第五回(2018/11) 比叡山延暦寺

 京都を経由して、JR湖西線で滋賀に行って来ました。世界遺産の延暦寺に参詣するためです。比叡山坂本駅からは、日本一長いというケーブルカーに乗って、急峻な山道を登って行きます。「都の不二」と詠まれた秀麗な山容ですが、倒壊した古い大木など、今年の台風の爪痕も生々しく残っています。

 やがて穏やか琵琶湖のたたずまいが垣間見えてきます。比叡の中腹から見下ろす湖面は格別のおもむきでした。付近には『土佐日記』の歌人として有名な紀貫之のお墓があります。この美しい大湖に魅せられた貫之は、自分の遺骸をここに埋めてほしいと言い残して客死しました。その遺志を友人などが実現したわけです。さらにはかつて、織田信長による焼き討ちで犠牲になった比叡の人々を慰霊する地蔵群もありました。

 当日はあいにくの小雨模様で、到着した延暦寺は一面の霧でした。国宝の根本中堂も大改修工事のため囲われています。それでも、1200年もの荘厳な霊場です。圧倒的に空気感が異なりました。あまり知られていませんが、比叡山に延暦寺という名の堂塔があるわけではありません。比叡山そのものが延暦寺であり、山のすべてが僧伽を形成しているのです。

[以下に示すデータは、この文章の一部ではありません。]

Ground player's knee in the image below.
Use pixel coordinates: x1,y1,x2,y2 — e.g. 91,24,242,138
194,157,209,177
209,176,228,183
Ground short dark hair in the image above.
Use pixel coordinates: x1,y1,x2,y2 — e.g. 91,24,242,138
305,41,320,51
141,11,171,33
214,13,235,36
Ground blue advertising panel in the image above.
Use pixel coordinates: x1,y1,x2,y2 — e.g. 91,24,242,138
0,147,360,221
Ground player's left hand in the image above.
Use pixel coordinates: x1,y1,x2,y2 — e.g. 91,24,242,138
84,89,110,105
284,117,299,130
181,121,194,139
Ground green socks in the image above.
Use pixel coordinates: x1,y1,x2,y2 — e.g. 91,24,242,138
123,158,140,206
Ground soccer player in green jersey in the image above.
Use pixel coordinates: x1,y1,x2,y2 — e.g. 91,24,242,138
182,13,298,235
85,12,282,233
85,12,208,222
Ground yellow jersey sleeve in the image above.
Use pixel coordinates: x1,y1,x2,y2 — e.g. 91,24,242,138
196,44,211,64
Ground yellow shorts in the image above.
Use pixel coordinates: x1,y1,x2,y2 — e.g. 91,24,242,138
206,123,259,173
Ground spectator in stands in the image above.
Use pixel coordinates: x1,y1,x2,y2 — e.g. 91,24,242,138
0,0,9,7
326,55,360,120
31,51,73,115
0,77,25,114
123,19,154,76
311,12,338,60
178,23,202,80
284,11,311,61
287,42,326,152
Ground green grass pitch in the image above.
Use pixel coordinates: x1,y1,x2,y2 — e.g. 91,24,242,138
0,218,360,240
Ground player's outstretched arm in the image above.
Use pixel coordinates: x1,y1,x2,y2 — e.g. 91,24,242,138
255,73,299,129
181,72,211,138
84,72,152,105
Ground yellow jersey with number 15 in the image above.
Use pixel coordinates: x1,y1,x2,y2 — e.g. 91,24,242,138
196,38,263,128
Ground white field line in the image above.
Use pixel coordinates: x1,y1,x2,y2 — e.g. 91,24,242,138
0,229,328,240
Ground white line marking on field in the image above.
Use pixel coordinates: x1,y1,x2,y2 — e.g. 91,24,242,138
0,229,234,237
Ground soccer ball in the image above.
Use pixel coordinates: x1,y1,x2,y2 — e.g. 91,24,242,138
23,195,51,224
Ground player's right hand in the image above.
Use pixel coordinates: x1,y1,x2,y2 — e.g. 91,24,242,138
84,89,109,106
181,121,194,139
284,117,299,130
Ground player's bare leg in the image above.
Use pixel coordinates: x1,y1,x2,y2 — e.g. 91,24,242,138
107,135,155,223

 延暦寺は伝教大師最澄が開いた天台宗の総本山です。しかし宗派や教理に自閉するのではなく、法華宗・禅宗など他の諸宗派を総合し、一切を包括するという懐の深さを持っています。会館の前では、一隅を照らす慈善運動のキャラクター「しょうぐうさん」が迎えてくれました。

 帰り道で、古い流行り唄のフレーズを思い出しました。学生時代に聞いた『比叡おろし』という和製フォークソングです。断片を口ずさみ下界に戻りました。